I devoted this article to the explanation of how to transfer gateway connection settings [System > Configuration > SQL Gateway Connections].
JDBC (Java DataBase Connectivity) is a Java database connection designed for a Java application to interact with relational databases. All interactions in JDBC are based on drivers that are identified by a specially described URL.
The settings consist of elements of the stored class %Library.SQLConnection, and the JDBC drivers themselves. The latter can be found on resource.

And for different DBMSs, the settings properties will differ too:
image

The famous hard way

To transfer to a new server, you can reposition a piece of the global ^%SYS("sql","ODBCCONNECTION","DATA").

Use the do $system.OBJ.Export("%SYS(""sql"",""ODBCCONNECTION"",""DATA"").gbl",”/tmp/file.xml”)
command to save the file on a disk and restore it on the new server using the program:

do $system.OBJ.Load(”/tmp/file.xml”)
do ##class(%Library.SQLConnection).%BuildIndices()

After that, reindex and copy the JDBC drivers to the same directories that the source server used.

But what should we do when the IRIS server already has SQL Gateway Connections settings, especially when there are a lot of them, and they are different?

Transferring a piece of the global will overwrite existing entries.
Once I had to copy-paste more than 20 settings from one server to another manually. It was very painful; and I decided to automate this process.

The path with automation

Before starting to create a module for transferring SQL settings, we need to implement a universal module for saving class instances in a JSON file.

In this example, we will export a file with /tmp/gateways.json class instances collected by SQL query with JDBC type to the disk.

write ##class(apptools.core.json).ExportClassInstances("%Library.SQLConnection","select * FROM %Library.sys_SQLConnection where isJDBC = 1","/tmp/gateways.json")

In the second example, we will save all active users on a disk in JSON format.
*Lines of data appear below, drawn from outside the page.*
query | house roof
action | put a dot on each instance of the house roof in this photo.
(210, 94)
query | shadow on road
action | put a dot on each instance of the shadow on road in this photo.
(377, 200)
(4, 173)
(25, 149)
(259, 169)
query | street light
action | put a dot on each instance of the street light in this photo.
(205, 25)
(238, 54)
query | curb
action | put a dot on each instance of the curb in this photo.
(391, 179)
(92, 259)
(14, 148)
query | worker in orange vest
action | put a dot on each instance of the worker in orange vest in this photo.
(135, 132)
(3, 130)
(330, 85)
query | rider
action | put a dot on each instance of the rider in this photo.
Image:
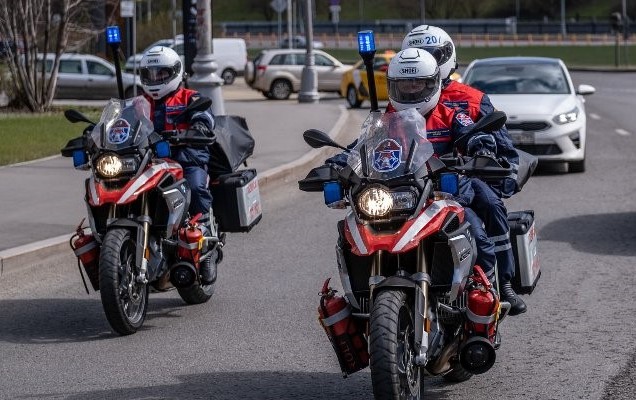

write ##class(apptools.core.json).ExportClassInstances("Security.Users","select * from Security.Users where Enabled['1'","/tmp/users.json")

You can save selectively by filtering not only the class instances themselves but also their properties. To do that, I suggest implementing filter modules (they are called in the process of saving or restoring) and recovery modules:
Example 1

set change("Name")="read"
write ##class(apptools.core.json).ImportClassInstances("/tmp/gateways.json",.js,.change)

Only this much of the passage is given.